I tested it today and it appears to be holding well.

Picture before reassembly.
I would be very surprised if that will hold long term. Did you grind the paint off and get a good clean surface. I would have tig welded it and never worried about it again.
 
I did grind around quite a bit, but ol the access was very poor. You could barely get in position to see the crack. I can't imagine welding without engine removal. There's just no room.

There's ready very minimal water pressure, I've had very good luck with these products in the past. Time will tell. It's a 17 year old engine. If the repair does not hold I might try again, and if it does not hold then, it might be time for a rebuild anyway. We'll see.
 
I know I always flush my engines using a special pig tail hookup between the flush fitting and the hose, I use car wash soap with the liquid wax in it and it works quite well also leaves a film to coat the water jacket walls to help reduce any corrosion and build up in it.
I also let it idle for 20 to 30 seconds with the water off but NEVER rev it up as it is bad for the valves and timing chains. The m r 1 engines seem to have more of an issue with buildup in the cooling jackets than the 1800 engines .
 
The exhaust of the MR-1 is very sophisticated, and has more room for challenges in my opinion.

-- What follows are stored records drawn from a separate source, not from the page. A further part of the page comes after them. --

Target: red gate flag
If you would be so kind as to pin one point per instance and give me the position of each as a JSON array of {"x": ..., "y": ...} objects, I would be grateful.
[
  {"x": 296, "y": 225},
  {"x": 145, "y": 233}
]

Yesterday to test a theory, I used another hose to send water to the outlet holes while rinsing. First the engine cooling exit above the jet drive, which resulted in highly improved engine pisser power, then I did the same with the exhaust outlet located on the transom plate, and sure enough, the exhaust pisser came alive with plenty of water

I read from this that without more water engines are not getting fresh water everywhere during rinse


If you look for all the water in oil MR-1 issues, most are caused by corrosion on the header allowing the water jacket to pour water into the exhaust. It's a rare problem, but it's happening to some boats for sure

I'll be trying a few things this winter to see how i can improve this for my boat. I have 2 different directions... One is to decrease the exit sizes while rinsing... Maybe 2 plus with a smaller hole.... The other is to add a water inlet on the exhaust side to increase the water volume there. The idea is to increase pressure allow freshwater to reach all passages
 
On the yamaha jet boaters someone did the engine block jb weld fix and reported a year later that it was holding fine and put a decent amount of hours on it. My theory of the MR1 exhaust breach and what happens. It happened to my 2005 boat and I try to catch any water in the oil posts and give them the info of this possible cause. In my case I felt some cavitation but the boat got up and ran at speed. Pissers flowing fine was about an hour away from my ramp engine light came on felt the pisser water was cool no noticeable difference. Thought it may be a bad sensor since this had happened to a few members. We had a few areas that had slow no wake speeds and the slight cavitation was there. Pulled the clean outs checked for sea grass very common occurrence in my area. A few pieces removed kept going after pulling the boat out and inspecting the jet pump i found a small piece of wooden branch wedged in the pump. What must have happened the wood caused cavatation airating the water and the cooling efficiency was impaired in the area needed the most the water jacket at the exhaust manifold. The aluminum melted away and breached in the manifold.